Showing the metric $\rho=\frac{d}{d+1} $ induces the same toplogy as $d$

I want to show that given a metric space $\left(X,d\right)$ the metric $\rho=\frac{d}{d+1}$ on $X$ induces the same topology on $X$ as $d$. It suffices to show that any open ball in $\left(X,d\right)$ is open in $\left(X,\rho\right)$ and vice versa. What I'm stuck on is finding a $\delta>0$ such that given $y\in B_{d}\left(x,\varepsilon\right)$ I will get $y\in B_{\rho}\left(y,\delta\right)\subseteq B_{d}\left(x,\varepsilon\right)$. This will give me that every open ball in $ \left(X,d\right)$ is open in $\left(X,\rho\right)$ .
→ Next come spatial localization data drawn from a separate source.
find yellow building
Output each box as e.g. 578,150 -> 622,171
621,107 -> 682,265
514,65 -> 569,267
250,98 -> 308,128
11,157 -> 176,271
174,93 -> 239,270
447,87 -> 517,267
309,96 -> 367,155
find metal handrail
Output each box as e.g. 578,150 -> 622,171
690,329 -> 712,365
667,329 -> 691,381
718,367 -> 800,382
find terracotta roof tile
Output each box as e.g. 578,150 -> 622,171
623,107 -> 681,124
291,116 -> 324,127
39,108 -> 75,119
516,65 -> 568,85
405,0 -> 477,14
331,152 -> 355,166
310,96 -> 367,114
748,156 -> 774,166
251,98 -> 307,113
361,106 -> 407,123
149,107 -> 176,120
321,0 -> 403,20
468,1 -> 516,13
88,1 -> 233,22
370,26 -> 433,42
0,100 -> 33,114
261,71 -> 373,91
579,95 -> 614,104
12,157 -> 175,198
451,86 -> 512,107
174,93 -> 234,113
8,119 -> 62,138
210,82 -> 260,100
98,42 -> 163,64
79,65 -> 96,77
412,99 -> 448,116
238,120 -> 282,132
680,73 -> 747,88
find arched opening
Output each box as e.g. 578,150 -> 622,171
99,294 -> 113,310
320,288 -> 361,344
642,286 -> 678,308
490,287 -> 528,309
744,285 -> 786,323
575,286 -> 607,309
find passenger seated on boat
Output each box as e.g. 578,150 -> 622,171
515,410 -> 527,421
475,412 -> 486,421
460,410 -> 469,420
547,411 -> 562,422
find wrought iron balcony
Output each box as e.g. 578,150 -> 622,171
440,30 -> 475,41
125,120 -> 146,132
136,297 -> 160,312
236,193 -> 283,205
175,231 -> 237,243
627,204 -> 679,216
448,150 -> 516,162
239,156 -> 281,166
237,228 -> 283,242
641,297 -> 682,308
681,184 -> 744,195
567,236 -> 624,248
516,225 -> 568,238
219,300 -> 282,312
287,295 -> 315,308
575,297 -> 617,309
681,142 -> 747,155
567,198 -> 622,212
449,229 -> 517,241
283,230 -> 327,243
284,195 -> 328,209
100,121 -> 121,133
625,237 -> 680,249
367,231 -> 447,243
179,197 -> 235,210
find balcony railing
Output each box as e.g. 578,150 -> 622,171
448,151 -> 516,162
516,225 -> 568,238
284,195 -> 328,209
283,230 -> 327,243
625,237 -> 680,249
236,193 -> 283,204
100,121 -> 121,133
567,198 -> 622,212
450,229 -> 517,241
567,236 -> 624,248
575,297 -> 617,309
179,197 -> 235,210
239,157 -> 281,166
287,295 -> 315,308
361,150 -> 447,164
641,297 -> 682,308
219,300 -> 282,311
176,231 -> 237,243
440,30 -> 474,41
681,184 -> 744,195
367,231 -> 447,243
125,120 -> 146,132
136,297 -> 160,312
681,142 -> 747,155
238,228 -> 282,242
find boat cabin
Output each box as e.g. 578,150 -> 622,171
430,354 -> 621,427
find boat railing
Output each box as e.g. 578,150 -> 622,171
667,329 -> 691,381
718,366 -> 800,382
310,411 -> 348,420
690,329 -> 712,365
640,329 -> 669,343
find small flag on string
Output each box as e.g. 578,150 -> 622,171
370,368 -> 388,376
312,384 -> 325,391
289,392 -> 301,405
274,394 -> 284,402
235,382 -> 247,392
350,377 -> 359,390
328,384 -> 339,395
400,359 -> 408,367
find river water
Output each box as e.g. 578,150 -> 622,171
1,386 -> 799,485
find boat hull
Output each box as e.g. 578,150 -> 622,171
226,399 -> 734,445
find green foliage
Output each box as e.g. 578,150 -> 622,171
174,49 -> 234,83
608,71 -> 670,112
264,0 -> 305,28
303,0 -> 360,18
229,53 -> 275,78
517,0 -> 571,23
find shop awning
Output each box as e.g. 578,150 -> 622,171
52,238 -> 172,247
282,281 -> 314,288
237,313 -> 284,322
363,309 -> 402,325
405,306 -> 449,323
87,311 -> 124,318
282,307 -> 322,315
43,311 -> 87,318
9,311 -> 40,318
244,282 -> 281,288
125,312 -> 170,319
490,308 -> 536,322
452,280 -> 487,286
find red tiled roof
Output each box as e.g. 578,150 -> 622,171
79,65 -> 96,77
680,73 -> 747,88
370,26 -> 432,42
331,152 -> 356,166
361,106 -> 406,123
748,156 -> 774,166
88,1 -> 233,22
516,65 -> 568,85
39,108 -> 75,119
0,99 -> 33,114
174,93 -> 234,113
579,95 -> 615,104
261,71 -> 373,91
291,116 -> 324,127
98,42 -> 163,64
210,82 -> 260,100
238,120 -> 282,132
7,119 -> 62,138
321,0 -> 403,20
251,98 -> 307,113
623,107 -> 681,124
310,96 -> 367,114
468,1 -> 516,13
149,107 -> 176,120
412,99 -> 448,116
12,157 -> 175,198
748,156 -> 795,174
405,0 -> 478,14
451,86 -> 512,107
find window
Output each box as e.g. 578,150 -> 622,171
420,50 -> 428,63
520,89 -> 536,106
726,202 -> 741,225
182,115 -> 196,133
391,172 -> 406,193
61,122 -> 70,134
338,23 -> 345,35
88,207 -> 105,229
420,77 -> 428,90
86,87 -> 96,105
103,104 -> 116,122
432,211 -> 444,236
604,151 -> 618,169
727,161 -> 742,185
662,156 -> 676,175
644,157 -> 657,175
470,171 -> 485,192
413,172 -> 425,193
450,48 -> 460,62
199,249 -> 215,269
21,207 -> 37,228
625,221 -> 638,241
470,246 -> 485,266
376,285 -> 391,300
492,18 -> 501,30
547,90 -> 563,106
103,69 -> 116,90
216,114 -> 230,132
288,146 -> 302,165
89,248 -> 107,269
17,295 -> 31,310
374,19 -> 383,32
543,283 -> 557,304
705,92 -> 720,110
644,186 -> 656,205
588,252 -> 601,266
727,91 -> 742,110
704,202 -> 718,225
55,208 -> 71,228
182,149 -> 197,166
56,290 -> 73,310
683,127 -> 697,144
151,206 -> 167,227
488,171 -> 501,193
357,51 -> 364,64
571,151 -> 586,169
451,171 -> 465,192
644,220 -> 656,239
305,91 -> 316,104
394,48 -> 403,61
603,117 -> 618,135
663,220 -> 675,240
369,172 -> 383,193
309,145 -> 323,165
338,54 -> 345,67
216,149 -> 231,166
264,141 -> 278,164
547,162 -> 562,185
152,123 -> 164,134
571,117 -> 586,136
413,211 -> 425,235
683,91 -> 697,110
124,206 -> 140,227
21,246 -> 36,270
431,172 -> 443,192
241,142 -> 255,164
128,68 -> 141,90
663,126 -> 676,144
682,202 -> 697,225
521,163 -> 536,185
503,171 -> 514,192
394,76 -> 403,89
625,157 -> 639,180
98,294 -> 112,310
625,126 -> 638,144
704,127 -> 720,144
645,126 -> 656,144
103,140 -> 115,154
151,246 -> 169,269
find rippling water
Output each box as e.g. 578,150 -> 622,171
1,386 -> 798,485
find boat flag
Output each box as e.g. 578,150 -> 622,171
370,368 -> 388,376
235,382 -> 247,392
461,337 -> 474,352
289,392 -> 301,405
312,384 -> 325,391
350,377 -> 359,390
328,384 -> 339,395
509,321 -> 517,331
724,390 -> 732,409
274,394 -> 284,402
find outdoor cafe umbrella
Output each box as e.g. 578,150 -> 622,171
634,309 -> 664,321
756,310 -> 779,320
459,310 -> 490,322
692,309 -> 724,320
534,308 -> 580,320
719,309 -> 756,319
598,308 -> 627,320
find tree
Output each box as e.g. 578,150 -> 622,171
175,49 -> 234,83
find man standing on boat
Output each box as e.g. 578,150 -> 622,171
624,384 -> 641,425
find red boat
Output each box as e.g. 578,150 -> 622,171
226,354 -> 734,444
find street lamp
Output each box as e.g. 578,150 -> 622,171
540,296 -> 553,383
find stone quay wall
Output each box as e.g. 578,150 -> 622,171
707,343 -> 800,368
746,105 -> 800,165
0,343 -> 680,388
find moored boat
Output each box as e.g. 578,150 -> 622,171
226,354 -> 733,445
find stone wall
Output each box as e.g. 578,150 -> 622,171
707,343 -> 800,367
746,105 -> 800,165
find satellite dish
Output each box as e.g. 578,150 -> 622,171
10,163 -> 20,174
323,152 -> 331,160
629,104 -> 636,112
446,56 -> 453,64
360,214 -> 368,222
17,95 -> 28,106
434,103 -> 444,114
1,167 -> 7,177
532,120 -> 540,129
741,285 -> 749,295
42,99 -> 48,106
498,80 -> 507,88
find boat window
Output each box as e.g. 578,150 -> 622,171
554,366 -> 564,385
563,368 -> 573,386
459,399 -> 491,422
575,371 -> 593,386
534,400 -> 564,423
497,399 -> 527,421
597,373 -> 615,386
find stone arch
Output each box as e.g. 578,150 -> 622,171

Help would be appreciated.

Solution 1:

Note that for any metric $\rho$, we have always that $\rho\geq 0$, so that $$\frac{\rho}{1+\rho}\leq \rho$$

so one direction is immediate. On the other hand, this tells us that given $\epsilon$ and $\rho(x,y)<\varepsilon $; we will have to take $\frac{\rho}{1+\rho}$ much smaller to get it inside the ball. We want $$\frac{\rho(x,y)}{1+\rho(x,y)}<\delta$$ to imply that $$\rho(x,y)<\epsilon$$ Since all is positive

$$\begin{align} \frac{{\rho (x,y)}}{{1 + \rho (x,y)}} <& \delta \\ \rho (x,y) <& \delta + \delta \rho (x,y) \\ \left( {1 - \delta } \right)\rho (x,y) <& \delta \\ \rho (x,y) <& \frac{\delta }{{1 - \delta }} \end{align}$$

so $$\frac{{\rho (x,y)}}{{1 + \rho (x,y)}} < \delta\implies \rho (x,y) < \frac{\delta }{{1 - \delta }}$$

The inverse of $x\mapsto \frac{x}{1-x}$ is $x \mapsto \frac{x}{{1 + x}}$ so if we take $\delta = \frac{\varepsilon }{{1 + \varepsilon }}$ we will have$$\frac{{\rho (x,y)}}{{1 + \rho (x,y)}} < \delta \Rightarrow \rho (x,y) < \varepsilon $$ as desired.

Solution 2:

Try $\delta=\varepsilon/(1+\varepsilon)$.